Stormwater runoff is generated when precipitation from rain and snow flows over land or impervious surfaces, like parking lots or rooftops, and does not readily flow back into the ground. As the runoff flows over the land or impervious surfaces, it accumulates debris, chemicals, sediment or other pollutants that could adversely affect water quality if the runoff discharged is not properly treated.

This study is part of an effort by EPA's National Risk Management Research Laboratory to evaluate permeable pavement as it relates to stormwater management practices on a national scale. While the installation of permeable pavement systems has become more prevalent, there is a lack of full-scale, outdoor, real-world permeable pavement research projects.
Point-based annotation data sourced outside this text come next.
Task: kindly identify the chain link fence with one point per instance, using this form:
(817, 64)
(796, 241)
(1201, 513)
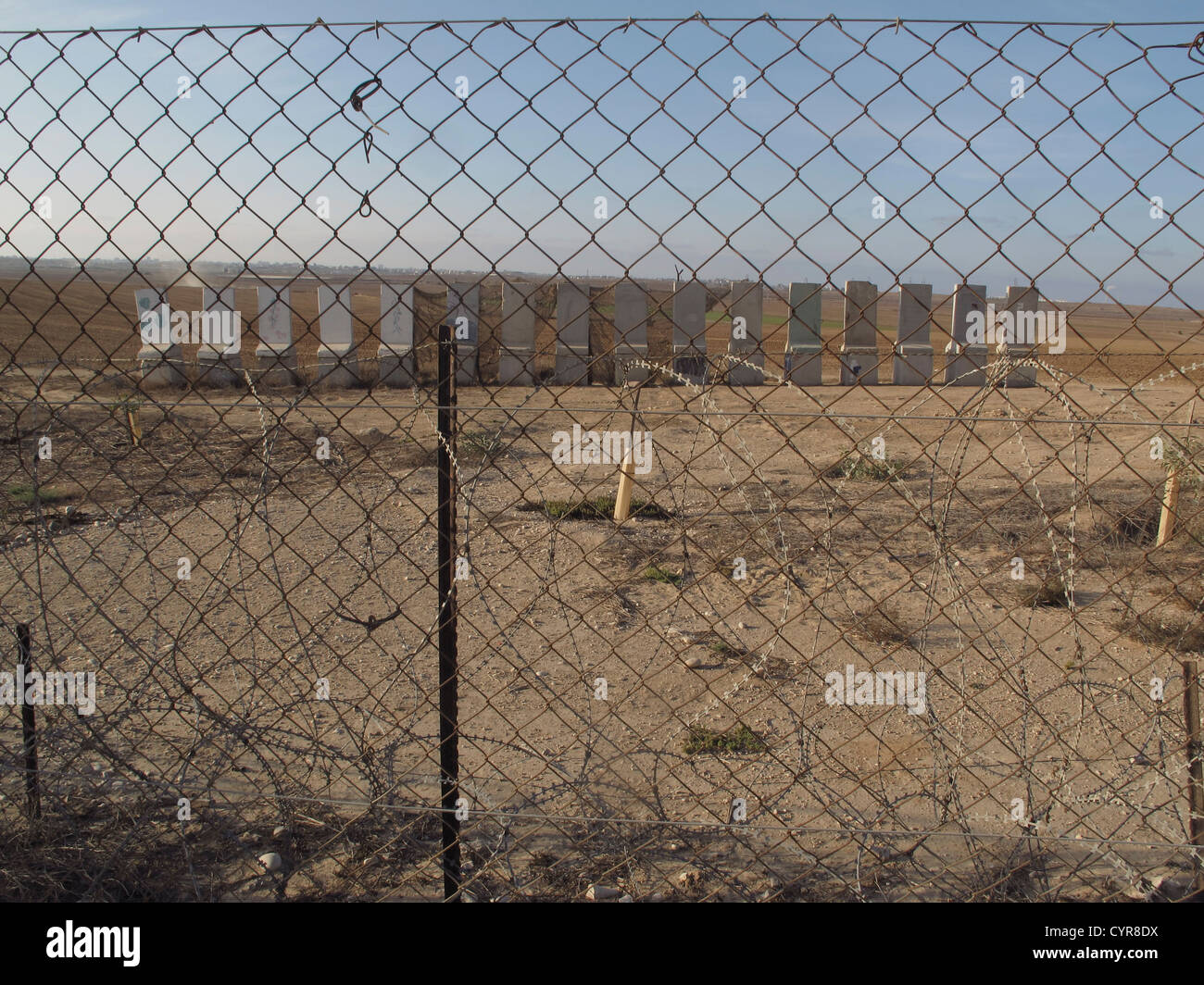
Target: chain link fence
(798, 543)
EPA also recognizes the potential of rain gardens as a green infrastructure management tool to
lessen the effects of peak flows on aquatic resources. While local governments and homeowners are building many of these systems, relatively few studies have quantified the ability of rain gardens to allow the ground to better absorb and filter stormwater, which reduces peak flows.

Source: U.S. Environmental Protection Agency

Explore further: Indians rally against climate change ahead of UN talks

add to favorites email to friend print save as pdf

Related Stories

EPA's stormwater program needs a significant overhaul

Oct 15, 2008

Radical changes to the U.S. Environmental Protection Agency's stormwater program are necessary to reverse degradation of fresh water resources and ensure progress toward the Clean Water Act's goal of "fishable and swimmable" ...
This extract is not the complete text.